Are you sure that these crashes are introduced by your patch? Have you run the jit-tests on an unpatched shell?
That assertion failure is expected.

  masm.loadAsmJSActivation(scratch);
  masm.push(Address(scratch, AsmJSActivation::offsetOfFP()));
  MOZ_ASSERT(PushedFP == masm.currentOffset() - offsetAtBegin);

With your patch, AsmJSActivation::offsetOfFP() is probably > 127 so the push instruction is encoded slightly differently.

I think you can just adjust PushedFP.
Funnily enough, introducing asyncParent revealed a minor issue with the previous approach that is a much more complex issue now. This is related to principal filtering.

Here is a case that may not be at all uncommon:

content: a => b();
chrome:  b => asyncCall(c, { asyncCause: 1 });
chrome:  c => asyncCall(d, { asyncCause: 2 });
chrome:  d => e();
content: e => captureStack();

Here is an unfiltered view of the stack using the notation from comment 35:

  aBCde

With the previous patch, unprivileged content would see this:

  ae

We lost the asyncCause. Arguably, this should have been:

  Ae

Frame "A" would be programmatically generated from frame "a" when accessing "e.parent", changing only its asyncCause. Probably the asyncCause would have to be a generic one - we don't want to leak chrome implementation details.

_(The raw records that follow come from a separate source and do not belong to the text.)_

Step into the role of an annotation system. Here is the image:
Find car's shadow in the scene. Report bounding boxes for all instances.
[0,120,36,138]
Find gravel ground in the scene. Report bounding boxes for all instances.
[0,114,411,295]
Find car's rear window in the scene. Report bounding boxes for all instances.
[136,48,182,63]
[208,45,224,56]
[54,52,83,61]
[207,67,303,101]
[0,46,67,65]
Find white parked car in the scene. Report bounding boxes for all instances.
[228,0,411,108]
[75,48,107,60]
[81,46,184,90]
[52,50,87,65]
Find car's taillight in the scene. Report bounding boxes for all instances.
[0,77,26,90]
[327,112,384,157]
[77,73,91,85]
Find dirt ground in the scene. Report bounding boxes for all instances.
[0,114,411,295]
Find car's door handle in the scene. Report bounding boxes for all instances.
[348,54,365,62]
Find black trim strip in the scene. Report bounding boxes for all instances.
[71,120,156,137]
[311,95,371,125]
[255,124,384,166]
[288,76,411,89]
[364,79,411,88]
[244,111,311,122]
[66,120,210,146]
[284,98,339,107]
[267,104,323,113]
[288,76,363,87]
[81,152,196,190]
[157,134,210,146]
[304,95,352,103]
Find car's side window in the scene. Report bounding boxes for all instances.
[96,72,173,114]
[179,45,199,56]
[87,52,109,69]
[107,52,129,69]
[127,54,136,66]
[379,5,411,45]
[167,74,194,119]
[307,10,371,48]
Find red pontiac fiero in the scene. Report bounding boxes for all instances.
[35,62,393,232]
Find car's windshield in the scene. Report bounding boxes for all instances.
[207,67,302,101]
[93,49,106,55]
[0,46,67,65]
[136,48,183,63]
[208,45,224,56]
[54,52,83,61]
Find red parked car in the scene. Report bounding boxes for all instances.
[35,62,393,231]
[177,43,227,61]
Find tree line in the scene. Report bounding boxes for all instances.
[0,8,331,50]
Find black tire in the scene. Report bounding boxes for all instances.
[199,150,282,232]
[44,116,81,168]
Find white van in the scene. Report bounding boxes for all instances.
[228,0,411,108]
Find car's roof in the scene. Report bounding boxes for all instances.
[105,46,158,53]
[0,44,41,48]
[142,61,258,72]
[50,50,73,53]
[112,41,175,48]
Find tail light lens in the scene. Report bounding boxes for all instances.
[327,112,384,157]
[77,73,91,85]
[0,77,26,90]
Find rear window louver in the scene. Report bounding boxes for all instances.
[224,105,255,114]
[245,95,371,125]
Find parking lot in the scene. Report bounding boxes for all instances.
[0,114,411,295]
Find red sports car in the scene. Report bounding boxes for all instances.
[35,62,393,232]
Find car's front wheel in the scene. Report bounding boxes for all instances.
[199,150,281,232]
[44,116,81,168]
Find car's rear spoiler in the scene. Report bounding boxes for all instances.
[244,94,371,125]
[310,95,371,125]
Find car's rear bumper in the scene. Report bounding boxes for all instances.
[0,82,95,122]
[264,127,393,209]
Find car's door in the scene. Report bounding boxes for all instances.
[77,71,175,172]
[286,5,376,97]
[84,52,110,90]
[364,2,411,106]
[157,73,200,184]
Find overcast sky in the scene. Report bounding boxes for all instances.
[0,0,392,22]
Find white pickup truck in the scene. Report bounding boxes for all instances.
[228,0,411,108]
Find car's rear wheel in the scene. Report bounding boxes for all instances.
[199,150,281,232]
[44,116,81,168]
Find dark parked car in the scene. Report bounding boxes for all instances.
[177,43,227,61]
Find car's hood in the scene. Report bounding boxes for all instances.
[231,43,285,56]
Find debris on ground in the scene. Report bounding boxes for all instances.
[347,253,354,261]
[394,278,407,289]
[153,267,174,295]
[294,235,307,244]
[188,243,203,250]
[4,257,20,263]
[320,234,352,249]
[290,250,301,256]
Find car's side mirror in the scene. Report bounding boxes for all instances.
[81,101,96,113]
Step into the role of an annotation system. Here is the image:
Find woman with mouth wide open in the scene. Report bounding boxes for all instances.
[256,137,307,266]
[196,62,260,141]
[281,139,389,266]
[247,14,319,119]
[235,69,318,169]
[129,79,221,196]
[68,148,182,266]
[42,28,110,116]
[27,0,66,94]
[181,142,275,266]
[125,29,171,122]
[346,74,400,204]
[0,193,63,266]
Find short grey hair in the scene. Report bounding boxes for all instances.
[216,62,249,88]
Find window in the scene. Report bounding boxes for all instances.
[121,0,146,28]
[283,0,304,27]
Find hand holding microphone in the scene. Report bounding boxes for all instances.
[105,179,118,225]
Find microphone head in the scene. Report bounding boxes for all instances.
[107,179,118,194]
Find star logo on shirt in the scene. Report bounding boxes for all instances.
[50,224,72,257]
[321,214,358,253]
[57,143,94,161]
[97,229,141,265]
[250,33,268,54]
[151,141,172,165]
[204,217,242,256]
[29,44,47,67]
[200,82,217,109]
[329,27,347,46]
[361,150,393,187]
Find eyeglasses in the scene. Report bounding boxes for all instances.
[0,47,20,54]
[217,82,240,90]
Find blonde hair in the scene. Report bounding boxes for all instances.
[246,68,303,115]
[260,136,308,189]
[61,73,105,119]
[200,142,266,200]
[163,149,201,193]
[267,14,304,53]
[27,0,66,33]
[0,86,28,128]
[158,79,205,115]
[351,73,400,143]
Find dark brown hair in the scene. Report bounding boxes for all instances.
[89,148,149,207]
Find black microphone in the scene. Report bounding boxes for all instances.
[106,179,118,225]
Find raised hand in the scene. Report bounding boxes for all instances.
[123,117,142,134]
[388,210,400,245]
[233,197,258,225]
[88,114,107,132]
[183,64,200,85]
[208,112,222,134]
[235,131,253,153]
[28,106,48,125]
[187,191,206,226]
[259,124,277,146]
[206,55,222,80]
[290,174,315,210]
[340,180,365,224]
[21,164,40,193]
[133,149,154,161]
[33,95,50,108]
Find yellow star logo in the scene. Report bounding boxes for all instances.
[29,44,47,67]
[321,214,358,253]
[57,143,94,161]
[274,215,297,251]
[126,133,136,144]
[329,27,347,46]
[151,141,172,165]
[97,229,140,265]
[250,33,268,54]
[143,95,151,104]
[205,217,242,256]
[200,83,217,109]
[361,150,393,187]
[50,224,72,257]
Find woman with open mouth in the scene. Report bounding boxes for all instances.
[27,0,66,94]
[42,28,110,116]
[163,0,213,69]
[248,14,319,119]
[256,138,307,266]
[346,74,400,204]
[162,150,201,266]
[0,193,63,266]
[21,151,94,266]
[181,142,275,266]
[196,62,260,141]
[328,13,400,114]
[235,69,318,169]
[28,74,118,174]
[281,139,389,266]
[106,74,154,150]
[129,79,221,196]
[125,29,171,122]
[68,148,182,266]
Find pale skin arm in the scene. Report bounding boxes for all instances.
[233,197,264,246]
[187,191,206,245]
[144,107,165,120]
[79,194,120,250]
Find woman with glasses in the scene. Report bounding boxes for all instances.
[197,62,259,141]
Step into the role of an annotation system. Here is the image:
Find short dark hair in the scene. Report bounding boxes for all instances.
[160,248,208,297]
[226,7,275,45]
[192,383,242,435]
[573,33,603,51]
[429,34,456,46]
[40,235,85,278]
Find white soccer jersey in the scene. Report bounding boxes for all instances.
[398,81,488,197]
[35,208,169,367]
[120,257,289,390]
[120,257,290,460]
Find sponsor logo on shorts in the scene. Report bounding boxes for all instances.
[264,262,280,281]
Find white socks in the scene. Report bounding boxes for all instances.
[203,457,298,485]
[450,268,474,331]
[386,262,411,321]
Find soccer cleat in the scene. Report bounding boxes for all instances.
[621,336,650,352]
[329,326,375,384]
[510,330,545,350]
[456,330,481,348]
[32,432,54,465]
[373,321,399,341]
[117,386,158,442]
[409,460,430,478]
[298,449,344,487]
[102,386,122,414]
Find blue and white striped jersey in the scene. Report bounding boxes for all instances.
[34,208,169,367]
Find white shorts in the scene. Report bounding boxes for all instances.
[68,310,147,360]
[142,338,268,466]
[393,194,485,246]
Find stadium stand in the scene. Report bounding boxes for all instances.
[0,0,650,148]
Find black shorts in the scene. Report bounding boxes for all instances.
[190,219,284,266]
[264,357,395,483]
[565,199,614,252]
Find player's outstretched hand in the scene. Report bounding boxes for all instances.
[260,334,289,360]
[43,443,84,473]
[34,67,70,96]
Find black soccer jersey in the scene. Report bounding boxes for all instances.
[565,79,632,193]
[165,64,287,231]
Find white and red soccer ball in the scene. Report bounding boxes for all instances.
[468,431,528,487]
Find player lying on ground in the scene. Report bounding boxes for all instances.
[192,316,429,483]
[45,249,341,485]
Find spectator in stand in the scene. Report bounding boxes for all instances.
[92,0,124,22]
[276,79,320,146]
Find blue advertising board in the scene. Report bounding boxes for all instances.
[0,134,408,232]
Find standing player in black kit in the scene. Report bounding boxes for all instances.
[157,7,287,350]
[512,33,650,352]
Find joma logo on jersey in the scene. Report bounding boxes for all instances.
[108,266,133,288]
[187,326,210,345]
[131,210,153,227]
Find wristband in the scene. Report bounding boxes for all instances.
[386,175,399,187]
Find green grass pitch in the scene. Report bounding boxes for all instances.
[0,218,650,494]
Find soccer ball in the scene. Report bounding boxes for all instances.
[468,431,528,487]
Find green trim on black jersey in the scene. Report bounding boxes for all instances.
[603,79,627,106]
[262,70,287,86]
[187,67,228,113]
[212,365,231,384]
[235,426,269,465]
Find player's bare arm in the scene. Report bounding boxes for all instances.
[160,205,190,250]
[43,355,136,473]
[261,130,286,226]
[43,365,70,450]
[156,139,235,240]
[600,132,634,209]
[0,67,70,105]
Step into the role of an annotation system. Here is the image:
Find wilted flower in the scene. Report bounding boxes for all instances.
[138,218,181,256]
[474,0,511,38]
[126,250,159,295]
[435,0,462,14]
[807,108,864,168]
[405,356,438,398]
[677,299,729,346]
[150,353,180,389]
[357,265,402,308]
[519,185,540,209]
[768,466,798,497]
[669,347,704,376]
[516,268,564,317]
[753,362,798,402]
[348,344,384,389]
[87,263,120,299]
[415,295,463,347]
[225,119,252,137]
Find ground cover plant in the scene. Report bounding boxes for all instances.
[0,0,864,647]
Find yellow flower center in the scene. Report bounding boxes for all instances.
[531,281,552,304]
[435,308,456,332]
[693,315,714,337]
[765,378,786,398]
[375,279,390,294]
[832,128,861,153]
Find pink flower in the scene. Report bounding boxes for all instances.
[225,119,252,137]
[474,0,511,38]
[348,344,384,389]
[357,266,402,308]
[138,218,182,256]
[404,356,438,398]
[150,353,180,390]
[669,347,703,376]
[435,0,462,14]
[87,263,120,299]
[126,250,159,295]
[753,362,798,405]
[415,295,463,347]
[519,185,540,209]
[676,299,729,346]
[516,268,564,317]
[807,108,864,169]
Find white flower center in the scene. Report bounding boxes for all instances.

Now to discuss the new patch, I'll prepend "<" to indicate when a frame would use asyncParent instead of parent, and I'll put the asyncCause inside parentheses (zero for a generic one). Here is the unfiltered view with the new notation:

  a B(1) <C(2) <d e

How would a filtered view of frame "e" look like? It could be:

  a <e

This would be enough as we have asyncParent for the demarcation. We could also do this:

  A(0) <e

In both cases, the "parent" property of "e" is null, meaning that if content code doesn't want to follow async code, it won't see anything, and if it wants to follow, it can do that properly using asyncParent.



But now the bigger question. How would a filtered view of frame "d" look like, in case chrome gives a pointer to it to content?

Without asyncParent, there was no doubt. We would always follow the parent internally (whether that originated from an async or a sync call) and then we could see whether we had an asyncCause (real or generic) on the resulting frame. In other words we would see "A(0)".

With a separate asyncParent, if I call an accessor (say functionDisplayName) on frame "d" with content principals, should I see function "a" or should I see null, as if the stack was empty?



And now, an optional variation on the exercise for the advanced student :-)

What if we could have both asyncParent and parent set on a stack frame? I get the original idea was that we could have both set.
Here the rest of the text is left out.